The CVQ was first implemented in secondary schools in conjunction with the Ministry of Education and the Caribbean Examinations Council (CXC). The NTA is now working with 26 other Technical and Vocational Education and Training institutions in training, assessing and certifying graduates with the CVQ, including a partnership with the University of Trinidad and Tobago and the Ministry of Science, Technology and Tertiary Education On-the-Job Training Programme for tertiary level graduates. A number of strategies are also being put in place to support several existing government-run technical and vocational programmes to now award the competency-based certification instead of the plethora of qualifications that now exist.
An SME Focus
Many companies within the HSE sector have realised that, unlike big energy or construction companies, small and medium business enterprises (SMEs) sometimes struggle to implement safer procedures, predominantly because they lack financial and human resources to do so. AmCham’s Health, Safety, Security and Environment Conference included several workshops specifically targeted towards assisting SMEs to reach higher standards of occupational health and safety.

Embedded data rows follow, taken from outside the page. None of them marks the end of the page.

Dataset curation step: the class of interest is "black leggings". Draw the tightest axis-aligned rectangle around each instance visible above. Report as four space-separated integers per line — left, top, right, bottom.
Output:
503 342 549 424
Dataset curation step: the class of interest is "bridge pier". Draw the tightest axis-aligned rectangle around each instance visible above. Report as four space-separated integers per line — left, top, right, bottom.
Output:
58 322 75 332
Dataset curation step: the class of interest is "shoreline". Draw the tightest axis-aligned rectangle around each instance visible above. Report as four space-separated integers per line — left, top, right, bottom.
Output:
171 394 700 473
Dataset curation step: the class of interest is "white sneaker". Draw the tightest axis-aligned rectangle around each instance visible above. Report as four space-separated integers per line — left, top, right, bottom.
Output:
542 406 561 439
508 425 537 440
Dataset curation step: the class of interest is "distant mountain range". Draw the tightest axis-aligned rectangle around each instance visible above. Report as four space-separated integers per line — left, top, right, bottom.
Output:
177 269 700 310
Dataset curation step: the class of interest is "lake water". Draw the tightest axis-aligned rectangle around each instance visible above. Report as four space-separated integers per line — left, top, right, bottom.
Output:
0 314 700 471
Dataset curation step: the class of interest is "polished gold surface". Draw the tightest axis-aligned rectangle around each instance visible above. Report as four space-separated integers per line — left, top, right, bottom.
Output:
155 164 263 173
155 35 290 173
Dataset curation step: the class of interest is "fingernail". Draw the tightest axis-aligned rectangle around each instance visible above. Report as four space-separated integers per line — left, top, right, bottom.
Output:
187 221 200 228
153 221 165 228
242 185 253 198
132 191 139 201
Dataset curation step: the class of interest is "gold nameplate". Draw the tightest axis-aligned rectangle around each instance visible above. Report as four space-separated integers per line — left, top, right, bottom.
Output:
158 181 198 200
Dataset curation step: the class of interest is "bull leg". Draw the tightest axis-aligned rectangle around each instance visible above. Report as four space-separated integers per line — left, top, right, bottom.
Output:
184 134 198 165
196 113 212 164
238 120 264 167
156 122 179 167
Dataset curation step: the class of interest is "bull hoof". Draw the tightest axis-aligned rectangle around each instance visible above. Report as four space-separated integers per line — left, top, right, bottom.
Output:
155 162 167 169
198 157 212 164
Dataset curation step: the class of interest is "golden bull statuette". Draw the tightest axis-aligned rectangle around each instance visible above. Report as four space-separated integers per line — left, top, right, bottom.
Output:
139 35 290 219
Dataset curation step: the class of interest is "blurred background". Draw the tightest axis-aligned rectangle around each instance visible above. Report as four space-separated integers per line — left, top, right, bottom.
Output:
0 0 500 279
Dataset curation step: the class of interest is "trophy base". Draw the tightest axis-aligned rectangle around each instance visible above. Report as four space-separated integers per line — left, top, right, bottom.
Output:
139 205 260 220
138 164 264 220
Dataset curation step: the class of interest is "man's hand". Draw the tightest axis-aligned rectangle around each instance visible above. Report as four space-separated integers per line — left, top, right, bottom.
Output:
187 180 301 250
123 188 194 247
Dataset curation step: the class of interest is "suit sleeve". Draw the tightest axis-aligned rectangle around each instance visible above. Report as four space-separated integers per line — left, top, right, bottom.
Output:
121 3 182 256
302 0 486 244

“AmCham’s annual HSSE conference is the only conference of its kind nationally,” said the AmCham HSE Committee. “It’s definitely key in terms of national awareness of HSE development. We always include workshop and training sessions to ensure that the participants have an opportunity for one-on-one discussion, and we wanted to extend the target audience to include SMEs.”
With initiatives like this, and further development of OSH legislation, high HSE standards will become the norm in Trinidad and Tobago industry. And, according to Rodriguez, Trinidad and Tobago should start looking outward to influence the region.
“We are ahead of the Caribbean in realising how important HSE is in the workplace,” Rodriguez said. “And T&T should pioneer the drive to help other countries in the region become more HSE compliant. We need to think on a world line.”